Action Detection#

Sptio-Temporal action detection is the problem of localizing the actor(spatial detection) and action(temporal detection). We solve this problem by combining 3D action classification backbone and 2D object detection model. We can combine these two models in several ways. Currently, we support the simplest way. The other ways will be supported in near future.

X3D + Fast-RCNN architecture comes from X3D paper. This model requires pre-computed actor proposals. Actor pre-proposals can be obtained from COCO pre-trained 2D object detector (e.g. Faster-RCNN, ATSS). If the custom dataset requires finetuning of 2d object detector, please refer otx.algorithms.detection. Region-of-interest (RoI) features are extracted at the last feature map of X3D by extending a 2D proposal at a keyframe into a 3D RoI by replicating it along the temporal axis. The RoI features fed into the roi head of Fast-RCNN.

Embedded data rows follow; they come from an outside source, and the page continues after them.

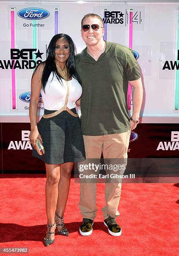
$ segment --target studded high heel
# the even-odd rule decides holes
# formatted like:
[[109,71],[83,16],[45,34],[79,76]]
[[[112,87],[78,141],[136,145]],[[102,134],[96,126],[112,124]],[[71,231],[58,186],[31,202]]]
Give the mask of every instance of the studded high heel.
[[48,227],[48,228],[49,228],[49,232],[48,232],[47,231],[46,232],[47,234],[48,234],[48,238],[47,238],[45,237],[44,238],[44,243],[46,246],[48,246],[50,245],[50,244],[52,244],[53,242],[55,241],[55,238],[54,239],[50,239],[50,235],[51,235],[52,234],[55,234],[55,230],[56,227],[55,229],[54,232],[51,232],[51,228],[52,228],[52,227],[53,227],[53,226],[55,224],[55,221],[54,224],[53,225],[51,225],[51,226],[50,225],[49,225],[48,224],[47,224],[47,227]]
[[[62,236],[69,236],[69,233],[67,228],[65,228],[64,226],[63,217],[60,217],[57,214],[56,212],[55,212],[55,216],[56,216],[58,218],[62,220],[62,224],[58,224],[57,220],[55,220],[55,221],[56,222],[56,227],[57,227],[58,234],[59,235],[61,235]],[[63,228],[63,230],[61,231],[59,231],[58,229],[58,226],[62,226]]]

For better transfer learning we use the following algorithm components:

Augmentations: We use only random crop and random flip for the training pipeline
Optimizer: We use SGD optimizer with the weight decay set to 1e-4 and momentum set to 0.9.
Loss functions: For the multi-label case binary cross entropy loss is used. In the other case, Cross Entropy Loss is used for the categories classification.

Dataset Format#

For the dataset handling inside OpenVINO™ Training Extensions, we use Dataset Management Framework (Datumaro). Since current Datumaro does not support AVA dataset format, therefore conversion to CVAT dataset format is needed. Currently, we offer conversion code from the AVA dataset format to the CVAT dataset format. Please refer this script

If you have your dataset in those formats, then you can simply run using one line of code:

$ otx train src/otx/algorithms/action/configs/detection/x3d_fast_rcnn/template.yaml \
            --train-data-roots <path_to_data_root/train> \
            --val-data-roots <path_to_data_root/val>

Models#

We support the following ready-to-use model templates for transfer learning:

Template ID	Name	Complexity (GFLOPs)	Model size (MB)
Custom_Action_Detection_X3D_FAST_RCNN	x3d_fast_rcnn	13.04	8.32

In the table below the mAP on some academic datasets are presented. Each model is trained using Kinetics-400 pre-trained weight with single Nvidia GeForce RTX3090.

Model name	JHMDB	UCF101-24
x3d_fast_rcnn	92.14	80.7